# Interest group forums > Energy and Resource Conservation Forum > [Question] Maximum Demand Meters & Getting the most out of them...

## AmithS

Hello Everyone,

I know for sure that I will get good info on this topic at this forum  :Smile: 

I had a chat with someone from the company that does metering at my fastfood store.
Reason being I am not happy with my account  :Smile: 

So this is the part that I never knew.  He said to me the main charge on my account is the KVA charge due to my store being on a maximum demand meter!

So what he told me is that this part of the meter\reading is reset every month\reading & is the peak load\spike that was used at any given time in the month which gives the reading!!!

Yikes boy have I been wasting money!!! So we established one thing would be to stagger putting on my equipment, i.e. the 4x chips & fish fryers!

I would like to know is this how it works?
& are there any more tips I can get on reducing this maximum demand\KVA part of the reading to bring my bill down?

Thanks guys  :Smile:

----------


## AndyD

Some commercial electricity accounts penalise you according to your maximum demand. The way the supply authority (Eskom) looks at it is they have to supply enough energy into the grid to cover your maximum possible usage so your maximum demand is noted every month and this dictates how much you are charged as well as the actual number of units you use whether they are measured in KWh, KVAh or KVARh.

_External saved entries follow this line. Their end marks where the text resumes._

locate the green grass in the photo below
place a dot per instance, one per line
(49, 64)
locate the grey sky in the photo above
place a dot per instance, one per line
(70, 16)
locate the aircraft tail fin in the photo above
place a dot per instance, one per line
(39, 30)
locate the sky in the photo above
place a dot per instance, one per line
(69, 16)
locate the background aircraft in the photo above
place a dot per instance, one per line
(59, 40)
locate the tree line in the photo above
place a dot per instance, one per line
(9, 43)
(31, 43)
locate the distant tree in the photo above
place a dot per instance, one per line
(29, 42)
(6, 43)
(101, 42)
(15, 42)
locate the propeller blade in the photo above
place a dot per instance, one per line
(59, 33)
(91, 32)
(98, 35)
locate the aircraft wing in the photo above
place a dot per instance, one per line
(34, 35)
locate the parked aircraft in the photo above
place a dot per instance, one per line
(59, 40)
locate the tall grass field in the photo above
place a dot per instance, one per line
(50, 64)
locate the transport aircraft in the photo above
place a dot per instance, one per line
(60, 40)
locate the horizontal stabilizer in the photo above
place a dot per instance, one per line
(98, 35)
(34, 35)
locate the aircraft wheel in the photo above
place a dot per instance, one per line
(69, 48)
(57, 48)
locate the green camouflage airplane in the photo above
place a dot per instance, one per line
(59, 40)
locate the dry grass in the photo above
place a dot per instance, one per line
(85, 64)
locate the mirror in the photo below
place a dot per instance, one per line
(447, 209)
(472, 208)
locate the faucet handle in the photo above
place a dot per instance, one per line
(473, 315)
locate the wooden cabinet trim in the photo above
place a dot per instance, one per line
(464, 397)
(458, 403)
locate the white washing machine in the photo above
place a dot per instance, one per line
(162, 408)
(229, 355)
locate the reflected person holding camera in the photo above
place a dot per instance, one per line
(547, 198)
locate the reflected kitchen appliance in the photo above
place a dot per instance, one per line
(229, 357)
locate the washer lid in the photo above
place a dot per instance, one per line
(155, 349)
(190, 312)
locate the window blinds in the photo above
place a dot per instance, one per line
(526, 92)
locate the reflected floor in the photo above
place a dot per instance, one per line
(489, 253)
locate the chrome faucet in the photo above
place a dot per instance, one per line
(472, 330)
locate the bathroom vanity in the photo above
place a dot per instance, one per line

You can immediately and drastically reduce your bill by taking some simple steps such as putting hot water cylinders on timers so they don't run during your maximum demand periods. plus any other load shedding you can do during these times (air conditioning, refrigeration units, lighting etc) will also help enormously. Also get you load balanced. All this can be done by your favorite electrician at a very reasonable price assuming he's competent.

*Free Tip Of The Day*
There are energy auditing companies around who will do this for you professionally. They start by taking a benchmark reading of your energy max demand and consumption then they implement measures to reduce them. They tie you into a contract whereby they perform these services and you commit to paying them a hefty percentage of the amount they save you for several years.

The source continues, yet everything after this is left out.